The following problem is from both the 2012 AMC 12A #13 and 2012 AMC 10A #19, so both problems redirect to this page.

Problem 19

Paula the painter and her two helpers each paint at constant, but different, rates. They always start at 8:00 AM, and all three always take the same amount of time to eat lunch. On Monday the three of them painted 50% of a house, quitting at 4:00 PM. On Tuesday, when Paula wasn't there, the two helpers painted only 24% of the house and quit at 2:12 PM. On Wednesday Paula worked by herself and finished the house by working until 7:12 P.M. How long, in minutes, was each day's lunch break?

$\textbf{(A)}\ 30\qquad\textbf{(B)}\ 36\qquad\textbf{(C)}\ 42\qquad\textbf{(D)}\ 48\qquad\textbf{(E)}\ 60$

Solution

Let Paula work at a rate of $p$, the two helpers work at a combined rate of $h$, and the time it takes to eat lunch be $L$, where $p$ and $h$ are in house/hours and L is in hours.
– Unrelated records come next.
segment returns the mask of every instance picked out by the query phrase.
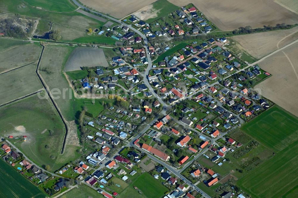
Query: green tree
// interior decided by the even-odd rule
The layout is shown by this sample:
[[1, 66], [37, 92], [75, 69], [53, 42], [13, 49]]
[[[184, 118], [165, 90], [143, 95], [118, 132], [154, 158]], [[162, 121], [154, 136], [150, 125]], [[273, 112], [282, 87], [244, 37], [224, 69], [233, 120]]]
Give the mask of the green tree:
[[55, 41], [60, 40], [61, 39], [61, 31], [59, 29], [53, 30], [49, 36], [50, 39]]

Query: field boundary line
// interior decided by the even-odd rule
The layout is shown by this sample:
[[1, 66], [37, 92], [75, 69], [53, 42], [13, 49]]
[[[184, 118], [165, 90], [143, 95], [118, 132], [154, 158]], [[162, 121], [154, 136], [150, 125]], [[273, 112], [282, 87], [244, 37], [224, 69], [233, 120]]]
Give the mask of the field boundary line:
[[8, 72], [11, 72], [11, 71], [13, 71], [14, 70], [15, 70], [16, 69], [19, 69], [20, 68], [21, 68], [22, 67], [25, 67], [25, 66], [27, 66], [27, 65], [31, 65], [31, 64], [33, 64], [33, 63], [36, 63], [36, 61], [34, 61], [34, 62], [32, 62], [32, 63], [29, 63], [28, 64], [27, 64], [27, 65], [22, 65], [21, 66], [20, 66], [19, 67], [15, 67], [14, 68], [13, 68], [13, 69], [12, 69], [11, 70], [6, 70], [5, 71], [4, 71], [4, 72], [2, 72], [1, 73], [0, 73], [0, 75], [1, 75], [1, 74], [4, 74], [4, 73], [7, 73]]
[[27, 94], [27, 95], [25, 95], [24, 96], [21, 96], [21, 97], [18, 98], [16, 99], [14, 99], [13, 100], [10, 100], [10, 101], [9, 101], [4, 103], [3, 103], [2, 104], [0, 105], [0, 107], [1, 107], [2, 106], [6, 106], [6, 105], [8, 105], [12, 103], [13, 103], [16, 102], [17, 102], [19, 100], [23, 100], [23, 99], [25, 99], [27, 98], [29, 98], [29, 97], [33, 96], [34, 95], [43, 91], [44, 90], [44, 88], [42, 88], [41, 89], [40, 89], [37, 91], [33, 92], [33, 93], [30, 93]]

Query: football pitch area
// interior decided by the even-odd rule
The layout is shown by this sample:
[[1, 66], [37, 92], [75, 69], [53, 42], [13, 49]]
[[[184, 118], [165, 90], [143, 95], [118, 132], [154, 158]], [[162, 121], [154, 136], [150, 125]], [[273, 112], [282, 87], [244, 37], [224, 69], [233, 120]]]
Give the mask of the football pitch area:
[[275, 106], [241, 130], [275, 152], [270, 160], [239, 180], [238, 185], [252, 197], [297, 197], [298, 120]]

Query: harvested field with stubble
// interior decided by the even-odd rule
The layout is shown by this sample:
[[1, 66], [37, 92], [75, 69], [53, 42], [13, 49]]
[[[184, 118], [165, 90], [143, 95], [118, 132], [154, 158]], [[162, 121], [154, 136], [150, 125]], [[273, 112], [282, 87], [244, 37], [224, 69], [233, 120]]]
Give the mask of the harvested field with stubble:
[[263, 96], [298, 116], [298, 43], [296, 43], [258, 63], [272, 75], [254, 88]]
[[260, 58], [298, 39], [298, 26], [287, 30], [232, 37], [236, 45], [253, 56]]
[[97, 10], [120, 18], [141, 9], [156, 0], [80, 0], [80, 2]]
[[80, 70], [82, 67], [108, 67], [103, 50], [100, 48], [79, 47], [69, 56], [64, 68], [64, 71]]
[[274, 2], [298, 14], [298, 4], [297, 0], [274, 0]]
[[[222, 30], [238, 29], [250, 26], [253, 28], [276, 25], [284, 23], [298, 23], [298, 15], [272, 0], [169, 0], [179, 6], [193, 3]], [[228, 13], [228, 14], [227, 14]]]

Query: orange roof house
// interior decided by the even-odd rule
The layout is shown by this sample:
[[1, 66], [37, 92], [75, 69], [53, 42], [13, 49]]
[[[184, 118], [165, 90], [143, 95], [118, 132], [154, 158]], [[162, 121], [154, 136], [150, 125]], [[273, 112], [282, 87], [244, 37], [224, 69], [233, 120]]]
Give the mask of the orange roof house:
[[184, 163], [184, 162], [186, 161], [189, 158], [188, 157], [188, 156], [187, 156], [187, 155], [186, 155], [185, 157], [183, 158], [182, 159], [181, 159], [181, 160], [179, 161], [179, 164], [180, 164], [181, 165], [182, 165], [182, 164], [183, 164], [183, 163]]
[[246, 88], [244, 89], [243, 89], [241, 91], [241, 93], [243, 94], [246, 94], [246, 93], [248, 91], [248, 90], [247, 90], [247, 89]]
[[206, 141], [205, 142], [203, 143], [200, 146], [200, 147], [202, 149], [205, 148], [205, 147], [208, 145], [209, 144], [209, 142], [208, 141]]
[[150, 114], [152, 112], [152, 109], [150, 108], [146, 108], [145, 109], [145, 112], [148, 114]]
[[219, 135], [219, 131], [218, 130], [217, 130], [211, 134], [211, 136], [213, 138], [215, 138], [217, 137]]
[[184, 31], [183, 29], [179, 29], [177, 31], [177, 33], [179, 35], [182, 35], [184, 34]]
[[188, 141], [190, 140], [190, 138], [188, 136], [186, 136], [177, 143], [177, 145], [183, 147], [186, 145]]
[[158, 129], [159, 129], [162, 128], [162, 125], [163, 125], [163, 124], [162, 124], [162, 122], [160, 121], [159, 122], [156, 123], [153, 126], [153, 127], [154, 128], [156, 128]]
[[184, 60], [184, 56], [183, 55], [181, 55], [178, 57], [178, 59], [181, 61], [182, 61]]
[[211, 87], [209, 89], [212, 93], [214, 93], [217, 92], [217, 89], [214, 87]]
[[230, 138], [228, 140], [228, 142], [231, 144], [235, 144], [235, 140]]
[[181, 98], [183, 97], [183, 94], [178, 91], [178, 90], [175, 89], [174, 88], [172, 88], [172, 89], [171, 89], [171, 91], [173, 93], [173, 94], [178, 97], [179, 98]]
[[108, 169], [111, 169], [111, 168], [113, 168], [114, 166], [116, 165], [116, 162], [115, 162], [115, 161], [114, 160], [112, 160], [111, 161], [111, 162], [110, 162], [108, 164], [105, 166]]
[[170, 156], [167, 154], [145, 143], [142, 145], [142, 148], [165, 161], [170, 159]]
[[139, 141], [140, 141], [139, 139], [136, 139], [136, 140], [134, 142], [134, 144], [136, 146], [138, 147], [141, 147], [140, 146], [140, 144], [139, 144], [139, 143], [138, 143], [139, 142]]
[[250, 116], [252, 115], [252, 113], [251, 112], [249, 111], [246, 112], [244, 114], [245, 115], [246, 117], [249, 117]]
[[175, 133], [176, 135], [179, 135], [180, 133], [180, 132], [178, 131], [176, 129], [174, 129], [173, 128], [172, 129], [172, 130], [171, 131], [174, 133]]
[[220, 151], [218, 152], [218, 154], [219, 156], [220, 156], [222, 157], [224, 157], [225, 155], [224, 153], [222, 153]]
[[207, 184], [207, 186], [211, 186], [214, 184], [215, 184], [218, 181], [218, 179], [217, 177], [214, 178], [213, 180], [209, 181]]
[[250, 105], [250, 104], [252, 103], [252, 101], [250, 101], [248, 100], [246, 100], [245, 102], [244, 102], [244, 103], [248, 106]]
[[82, 167], [76, 166], [74, 168], [74, 172], [79, 174], [82, 174], [84, 172], [84, 170]]
[[215, 174], [215, 173], [213, 172], [213, 171], [211, 169], [208, 169], [208, 170], [207, 171], [207, 173], [208, 173], [211, 176], [213, 176], [213, 175]]
[[103, 151], [103, 152], [104, 152], [106, 153], [107, 153], [110, 151], [111, 149], [108, 147], [106, 146], [104, 146], [103, 147], [102, 149], [102, 150]]
[[82, 167], [83, 169], [87, 170], [87, 169], [89, 168], [89, 166], [87, 166], [86, 164], [83, 164], [82, 165]]
[[162, 89], [159, 89], [159, 91], [160, 91], [160, 92], [162, 93], [164, 93], [167, 91], [167, 88], [165, 87]]
[[190, 173], [191, 176], [194, 177], [198, 177], [201, 174], [201, 172], [199, 169], [197, 169], [195, 171]]
[[138, 75], [139, 74], [139, 73], [138, 73], [138, 71], [136, 70], [135, 69], [133, 69], [131, 70], [131, 74], [132, 75]]
[[197, 152], [198, 152], [198, 151], [193, 148], [192, 148], [191, 147], [190, 147], [188, 148], [188, 150], [189, 150], [191, 151], [192, 151], [193, 152], [195, 153]]

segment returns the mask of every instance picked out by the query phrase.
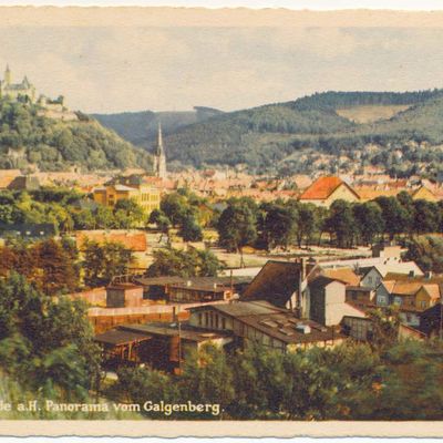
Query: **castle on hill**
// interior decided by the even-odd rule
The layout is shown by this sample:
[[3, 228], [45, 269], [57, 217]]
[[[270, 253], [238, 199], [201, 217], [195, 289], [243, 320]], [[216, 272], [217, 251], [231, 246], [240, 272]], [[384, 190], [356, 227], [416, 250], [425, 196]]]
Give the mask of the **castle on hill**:
[[9, 97], [11, 100], [25, 100], [35, 103], [35, 87], [24, 75], [21, 83], [12, 83], [12, 73], [7, 65], [4, 78], [0, 81], [0, 97]]
[[39, 114], [49, 119], [63, 121], [78, 120], [76, 114], [65, 106], [63, 95], [60, 95], [55, 100], [51, 100], [43, 94], [38, 95], [35, 86], [28, 80], [27, 75], [24, 75], [20, 83], [13, 83], [9, 65], [4, 70], [3, 80], [0, 80], [0, 99], [3, 97], [37, 104], [41, 107]]

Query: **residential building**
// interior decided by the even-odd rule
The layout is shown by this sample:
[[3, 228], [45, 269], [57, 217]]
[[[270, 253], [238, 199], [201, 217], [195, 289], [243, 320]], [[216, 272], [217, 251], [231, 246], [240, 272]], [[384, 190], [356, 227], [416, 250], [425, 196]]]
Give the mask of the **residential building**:
[[375, 290], [364, 286], [347, 286], [346, 301], [360, 309], [375, 306]]
[[354, 203], [360, 200], [360, 196], [340, 177], [333, 176], [318, 178], [299, 197], [301, 203], [324, 207], [338, 199]]
[[266, 300], [279, 308], [299, 306], [303, 264], [269, 260], [241, 295], [241, 300]]
[[[363, 318], [363, 317], [344, 316], [341, 324], [342, 324], [342, 333], [349, 336], [353, 340], [370, 342], [374, 338], [373, 322], [368, 317]], [[401, 323], [399, 326], [399, 339], [424, 340], [425, 334], [419, 329]]]
[[133, 281], [144, 288], [145, 299], [185, 301], [189, 298], [194, 301], [207, 302], [216, 299], [231, 299], [235, 295], [241, 293], [251, 279], [248, 276], [190, 278], [161, 276], [136, 277]]
[[146, 234], [137, 230], [122, 229], [95, 229], [95, 230], [78, 230], [75, 233], [76, 247], [83, 250], [87, 241], [96, 241], [99, 245], [105, 243], [119, 243], [133, 253], [146, 253], [147, 240]]
[[132, 199], [143, 208], [146, 215], [159, 208], [158, 188], [144, 183], [130, 182], [128, 185], [110, 183], [94, 188], [93, 198], [95, 203], [109, 207], [114, 207], [119, 200]]
[[23, 223], [16, 225], [0, 223], [0, 235], [22, 238], [47, 238], [54, 237], [56, 230], [51, 223]]
[[403, 274], [409, 277], [422, 277], [424, 276], [423, 271], [415, 264], [415, 261], [389, 261], [388, 258], [382, 265], [371, 266], [369, 269], [364, 270], [363, 277], [361, 279], [360, 285], [377, 289], [379, 285], [385, 279], [389, 274]]
[[396, 306], [402, 322], [420, 324], [420, 313], [441, 300], [441, 284], [419, 280], [384, 280], [377, 288], [377, 306]]
[[364, 317], [364, 313], [347, 302], [346, 284], [324, 276], [308, 282], [302, 299], [302, 316], [320, 324], [340, 324], [344, 316]]
[[212, 343], [225, 347], [233, 336], [225, 331], [212, 331], [190, 327], [187, 322], [150, 322], [122, 324], [95, 336], [102, 344], [106, 365], [147, 363], [169, 372], [181, 372], [181, 364], [192, 352]]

Then the labor on Monday, Tuesday, and Wednesday can be represented by the three following equations:

$$(8-L)(p+h)=.50$$

$$(6.2-L)h=.24$$

$$(11.2-L)p=.26$$

With three equations and three variables, we need to find the value of $L$. Adding the second and third equations together gives us $6.2h+11.2p-L(p+h)=.50$. Subtracting the first equation from this new one gives us $-1.8h+3.2p=0$, so we get $h=\frac{16}{9}p$. Plugging into the second equation:

$$(6.2-L)\frac{16}{9}p=.24$$ $$(6.2-L)p=\frac{27}{200}$$

We can then subtract this from the third equation:

$$5p=.26-\frac{27}{200}$$ $$p=\frac{1}{40}$$ Plugging $p$ into our third equation gives: $$L=\frac{4}{5}$$

Converting $L$ from hours to minutes gives us $L=48$ minutes, which is $\boxed{\textbf{(D)}\ 48}$.

See Also

 2012 AMC 10A (Problems • Answer Key • Resources) Preceded byProblem 18 Followed byProblem 20 1 • 2 • 3 • 4 • 5 • 6 • 7 • 8 • 9 • 10 • 11 • 12 • 13 • 14 • 15 • 16 • 17 • 18 • 19 • 20 • 21 • 22 • 23 • 24 • 25 All AMC 10 Problems and Solutions
 2012 AMC 12A (Problems • Answer Key • Resources) Preceded byProblem 12 Followed byProblem 14 1 • 2 • 3 • 4 • 5 • 6 • 7 • 8 • 9 • 10 • 11 • 12 • 13 • 14 • 15 • 16 • 17 • 18 • 19 • 20 • 21 • 22 • 23 • 24 • 25 All AMC 12 Problems and Solutions

The problems on this page are copyrighted by the Mathematical Association of America's American Mathematics Competitions.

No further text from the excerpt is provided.